Leasing giants called out for weak climate leadership and low ambition on electric cars in the EU – new investigation
(Transport and Environment, 18 Oct 2023) Transport & Environment stages action outside Société Générale and BNP Paribas headquarters in Paris as a new report highlights lack of climate leadership of their car leasing subsidiaries, ALD I LeasePlan* and Arval, in the European Union. The group calls upon Europe’s biggest leasing companies to stop leasing fossil fuel cars by 2028 in a new campaign launched today.
Europe’s top seven leasing companies[1] are not the green leaders they claim to be, a new study by Transport & Environment (T&E) finds. Using a framework of seven criteria to evaluate their performance on green mobility, none of the companies succeed.
The firms analysed in the report are Volkswagen Financial Services, Mobilize Financial Services, ALD I LeasePlan (rebranded Ayvens on 16 October 2023), Arval, Leasys, Alphabet, and Athlon.

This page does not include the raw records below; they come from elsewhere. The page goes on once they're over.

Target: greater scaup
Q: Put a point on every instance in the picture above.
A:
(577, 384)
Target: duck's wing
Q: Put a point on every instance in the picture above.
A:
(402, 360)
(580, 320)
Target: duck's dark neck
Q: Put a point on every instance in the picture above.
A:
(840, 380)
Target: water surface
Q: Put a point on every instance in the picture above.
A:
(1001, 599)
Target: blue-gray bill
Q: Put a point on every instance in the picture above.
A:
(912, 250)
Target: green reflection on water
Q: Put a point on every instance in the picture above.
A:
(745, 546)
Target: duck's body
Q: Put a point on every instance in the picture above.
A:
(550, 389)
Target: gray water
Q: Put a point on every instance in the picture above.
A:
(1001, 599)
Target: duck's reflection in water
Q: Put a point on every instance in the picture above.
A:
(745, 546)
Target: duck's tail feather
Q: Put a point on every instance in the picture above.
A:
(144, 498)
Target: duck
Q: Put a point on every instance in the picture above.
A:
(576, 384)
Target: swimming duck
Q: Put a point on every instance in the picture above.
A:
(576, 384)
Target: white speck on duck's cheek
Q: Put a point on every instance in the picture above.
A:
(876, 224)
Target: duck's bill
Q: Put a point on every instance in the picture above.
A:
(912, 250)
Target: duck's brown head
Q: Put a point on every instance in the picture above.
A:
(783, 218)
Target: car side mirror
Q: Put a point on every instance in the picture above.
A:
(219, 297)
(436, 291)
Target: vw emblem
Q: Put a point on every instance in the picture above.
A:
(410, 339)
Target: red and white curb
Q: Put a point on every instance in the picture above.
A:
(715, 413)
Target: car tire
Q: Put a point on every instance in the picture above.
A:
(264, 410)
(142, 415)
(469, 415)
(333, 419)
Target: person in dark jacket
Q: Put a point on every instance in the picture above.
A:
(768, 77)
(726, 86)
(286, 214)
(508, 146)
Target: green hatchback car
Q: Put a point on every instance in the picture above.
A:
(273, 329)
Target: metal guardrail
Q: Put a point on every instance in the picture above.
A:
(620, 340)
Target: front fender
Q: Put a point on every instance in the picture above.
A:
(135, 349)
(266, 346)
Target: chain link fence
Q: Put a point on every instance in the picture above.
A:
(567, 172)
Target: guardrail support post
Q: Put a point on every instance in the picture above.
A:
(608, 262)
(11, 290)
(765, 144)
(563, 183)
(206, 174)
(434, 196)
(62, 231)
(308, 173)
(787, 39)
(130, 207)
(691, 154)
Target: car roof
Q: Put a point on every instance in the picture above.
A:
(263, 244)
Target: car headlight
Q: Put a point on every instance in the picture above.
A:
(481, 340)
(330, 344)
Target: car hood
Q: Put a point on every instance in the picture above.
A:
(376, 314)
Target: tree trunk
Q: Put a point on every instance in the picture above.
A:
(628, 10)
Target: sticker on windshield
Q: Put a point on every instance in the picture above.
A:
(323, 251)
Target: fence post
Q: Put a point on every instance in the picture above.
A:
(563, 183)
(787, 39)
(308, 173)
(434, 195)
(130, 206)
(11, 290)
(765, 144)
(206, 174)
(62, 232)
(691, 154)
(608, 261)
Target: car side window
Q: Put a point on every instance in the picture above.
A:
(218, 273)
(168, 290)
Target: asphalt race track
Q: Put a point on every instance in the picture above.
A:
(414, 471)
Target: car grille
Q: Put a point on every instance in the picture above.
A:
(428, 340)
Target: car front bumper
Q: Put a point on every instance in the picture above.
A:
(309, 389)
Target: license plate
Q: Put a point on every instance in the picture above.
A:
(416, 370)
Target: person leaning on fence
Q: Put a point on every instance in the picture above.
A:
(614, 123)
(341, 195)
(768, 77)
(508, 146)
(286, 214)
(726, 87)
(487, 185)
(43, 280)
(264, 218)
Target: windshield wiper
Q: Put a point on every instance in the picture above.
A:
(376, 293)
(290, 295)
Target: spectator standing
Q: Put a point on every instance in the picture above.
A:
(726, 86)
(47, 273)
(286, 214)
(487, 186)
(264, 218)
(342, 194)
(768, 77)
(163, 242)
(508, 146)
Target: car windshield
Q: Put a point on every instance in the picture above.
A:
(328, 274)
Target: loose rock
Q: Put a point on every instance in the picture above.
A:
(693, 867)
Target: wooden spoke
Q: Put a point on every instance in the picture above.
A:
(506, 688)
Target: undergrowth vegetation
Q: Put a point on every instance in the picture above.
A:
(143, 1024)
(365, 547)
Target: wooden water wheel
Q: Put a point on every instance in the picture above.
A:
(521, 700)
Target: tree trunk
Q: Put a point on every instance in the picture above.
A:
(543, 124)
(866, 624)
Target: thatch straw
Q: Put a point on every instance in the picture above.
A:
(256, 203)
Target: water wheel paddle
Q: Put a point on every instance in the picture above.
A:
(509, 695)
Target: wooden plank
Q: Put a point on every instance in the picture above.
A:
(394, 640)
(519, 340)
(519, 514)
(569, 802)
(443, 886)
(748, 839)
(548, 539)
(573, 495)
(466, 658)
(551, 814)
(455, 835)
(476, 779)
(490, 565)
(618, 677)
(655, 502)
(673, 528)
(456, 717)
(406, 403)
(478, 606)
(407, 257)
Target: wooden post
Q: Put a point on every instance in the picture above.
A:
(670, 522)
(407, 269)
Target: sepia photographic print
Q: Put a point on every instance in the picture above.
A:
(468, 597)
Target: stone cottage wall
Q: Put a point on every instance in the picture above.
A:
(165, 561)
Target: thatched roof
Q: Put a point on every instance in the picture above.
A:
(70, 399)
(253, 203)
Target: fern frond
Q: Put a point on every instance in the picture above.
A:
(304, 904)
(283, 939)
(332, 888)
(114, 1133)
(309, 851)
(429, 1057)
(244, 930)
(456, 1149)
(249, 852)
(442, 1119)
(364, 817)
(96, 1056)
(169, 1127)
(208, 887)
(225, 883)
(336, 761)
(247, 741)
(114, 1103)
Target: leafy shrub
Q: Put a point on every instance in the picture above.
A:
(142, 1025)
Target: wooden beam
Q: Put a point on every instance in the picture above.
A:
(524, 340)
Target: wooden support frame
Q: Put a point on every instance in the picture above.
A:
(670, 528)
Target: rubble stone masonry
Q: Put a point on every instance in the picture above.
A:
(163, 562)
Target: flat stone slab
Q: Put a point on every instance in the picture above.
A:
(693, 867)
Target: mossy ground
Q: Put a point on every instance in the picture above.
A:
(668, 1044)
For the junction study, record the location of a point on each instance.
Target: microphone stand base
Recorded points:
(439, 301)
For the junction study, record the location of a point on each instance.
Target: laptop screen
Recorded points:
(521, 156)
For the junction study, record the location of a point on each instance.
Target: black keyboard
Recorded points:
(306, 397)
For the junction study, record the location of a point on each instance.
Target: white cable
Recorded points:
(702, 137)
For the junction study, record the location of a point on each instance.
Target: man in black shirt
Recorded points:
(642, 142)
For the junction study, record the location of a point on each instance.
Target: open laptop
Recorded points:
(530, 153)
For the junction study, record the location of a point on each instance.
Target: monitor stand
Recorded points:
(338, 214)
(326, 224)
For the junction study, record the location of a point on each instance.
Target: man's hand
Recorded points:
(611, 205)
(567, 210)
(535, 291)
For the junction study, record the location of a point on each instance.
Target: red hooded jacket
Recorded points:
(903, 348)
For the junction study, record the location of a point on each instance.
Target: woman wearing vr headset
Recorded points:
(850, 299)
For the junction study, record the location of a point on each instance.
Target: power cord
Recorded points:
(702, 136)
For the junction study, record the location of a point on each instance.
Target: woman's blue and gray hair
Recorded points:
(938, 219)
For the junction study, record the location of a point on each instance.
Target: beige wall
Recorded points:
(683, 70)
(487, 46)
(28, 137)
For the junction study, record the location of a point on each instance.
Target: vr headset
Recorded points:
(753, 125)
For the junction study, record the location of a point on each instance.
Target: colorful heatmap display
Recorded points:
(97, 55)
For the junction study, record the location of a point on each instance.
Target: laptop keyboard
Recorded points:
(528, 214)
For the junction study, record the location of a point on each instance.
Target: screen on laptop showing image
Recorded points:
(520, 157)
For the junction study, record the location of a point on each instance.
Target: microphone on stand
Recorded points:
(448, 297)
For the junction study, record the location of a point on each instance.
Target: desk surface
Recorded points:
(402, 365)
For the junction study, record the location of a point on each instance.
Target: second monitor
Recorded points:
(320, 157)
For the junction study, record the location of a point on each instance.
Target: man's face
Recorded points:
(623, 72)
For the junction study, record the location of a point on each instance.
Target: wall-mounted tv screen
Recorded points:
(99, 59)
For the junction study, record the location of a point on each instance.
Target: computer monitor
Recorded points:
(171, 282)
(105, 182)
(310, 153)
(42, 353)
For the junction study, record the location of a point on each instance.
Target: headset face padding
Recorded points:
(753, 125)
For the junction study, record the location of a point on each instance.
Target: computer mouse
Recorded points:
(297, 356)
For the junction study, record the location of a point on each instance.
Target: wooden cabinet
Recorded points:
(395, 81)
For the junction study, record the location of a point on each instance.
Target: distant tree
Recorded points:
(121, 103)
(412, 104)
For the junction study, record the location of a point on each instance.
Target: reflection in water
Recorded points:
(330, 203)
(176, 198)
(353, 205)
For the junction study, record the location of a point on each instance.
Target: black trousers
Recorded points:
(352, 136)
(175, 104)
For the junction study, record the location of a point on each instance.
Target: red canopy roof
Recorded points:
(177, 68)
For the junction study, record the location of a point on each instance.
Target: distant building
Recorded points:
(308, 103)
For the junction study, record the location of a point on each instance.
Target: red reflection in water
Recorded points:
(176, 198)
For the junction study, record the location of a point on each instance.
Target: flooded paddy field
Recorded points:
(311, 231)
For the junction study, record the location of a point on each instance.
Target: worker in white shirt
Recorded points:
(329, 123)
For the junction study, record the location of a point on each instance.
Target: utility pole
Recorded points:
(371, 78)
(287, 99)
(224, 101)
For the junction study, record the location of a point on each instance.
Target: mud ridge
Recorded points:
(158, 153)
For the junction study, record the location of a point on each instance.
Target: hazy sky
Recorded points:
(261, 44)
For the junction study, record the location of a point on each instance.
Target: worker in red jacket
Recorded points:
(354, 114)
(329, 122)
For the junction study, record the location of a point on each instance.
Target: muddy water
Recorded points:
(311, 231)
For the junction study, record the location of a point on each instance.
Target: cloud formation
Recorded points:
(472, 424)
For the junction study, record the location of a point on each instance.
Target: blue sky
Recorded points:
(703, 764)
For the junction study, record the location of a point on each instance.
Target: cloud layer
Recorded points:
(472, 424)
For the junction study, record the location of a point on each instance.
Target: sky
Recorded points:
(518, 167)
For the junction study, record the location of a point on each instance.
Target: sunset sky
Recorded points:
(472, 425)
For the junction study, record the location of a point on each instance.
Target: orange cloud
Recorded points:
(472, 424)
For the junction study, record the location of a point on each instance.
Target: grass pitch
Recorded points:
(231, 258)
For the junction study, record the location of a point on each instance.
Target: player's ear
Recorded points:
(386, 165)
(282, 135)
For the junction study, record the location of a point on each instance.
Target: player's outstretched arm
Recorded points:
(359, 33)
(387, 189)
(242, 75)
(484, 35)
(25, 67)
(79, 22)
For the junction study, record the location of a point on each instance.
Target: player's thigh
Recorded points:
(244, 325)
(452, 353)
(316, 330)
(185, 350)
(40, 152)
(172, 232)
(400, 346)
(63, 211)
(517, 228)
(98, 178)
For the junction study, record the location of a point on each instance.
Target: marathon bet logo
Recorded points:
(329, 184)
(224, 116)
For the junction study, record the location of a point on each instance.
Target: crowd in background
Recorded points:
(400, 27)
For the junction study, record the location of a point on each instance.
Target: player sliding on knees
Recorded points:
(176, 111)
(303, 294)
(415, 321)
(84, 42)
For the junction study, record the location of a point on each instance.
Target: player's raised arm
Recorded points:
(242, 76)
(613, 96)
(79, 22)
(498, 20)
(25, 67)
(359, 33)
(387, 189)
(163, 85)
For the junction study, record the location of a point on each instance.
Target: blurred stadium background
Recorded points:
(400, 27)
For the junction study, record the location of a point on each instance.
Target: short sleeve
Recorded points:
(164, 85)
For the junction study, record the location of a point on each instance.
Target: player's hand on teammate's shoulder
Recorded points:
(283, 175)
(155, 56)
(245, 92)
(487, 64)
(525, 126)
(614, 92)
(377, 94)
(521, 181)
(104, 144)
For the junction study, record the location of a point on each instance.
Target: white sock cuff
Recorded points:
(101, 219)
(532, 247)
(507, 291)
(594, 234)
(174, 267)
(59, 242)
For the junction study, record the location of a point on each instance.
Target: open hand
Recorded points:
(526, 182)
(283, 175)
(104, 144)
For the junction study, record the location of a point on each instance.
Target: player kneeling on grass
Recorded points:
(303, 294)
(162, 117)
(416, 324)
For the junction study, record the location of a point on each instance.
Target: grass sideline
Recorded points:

Together these companies oversee a fleet of close to 10 million cars in the EU. In Europe, half of new cars are now registered under a leasing contract. Leasing companies therefore have a major influence on the pace the EU transitions to e-mobility and cuts its transport emissions.
No leasing company has committed to fully phasing out fossil fuel cars. In contrast, many carmakers and large corporations have already pledged to go 100% electric by 2030. ALD I LeasePlan is the only leasing company with a target for the uptake of battery electric vehicles (BEVs) that is more ambitious than carmaker production plans. Other leasing companies have weak or no targets for the uptake of BEVs.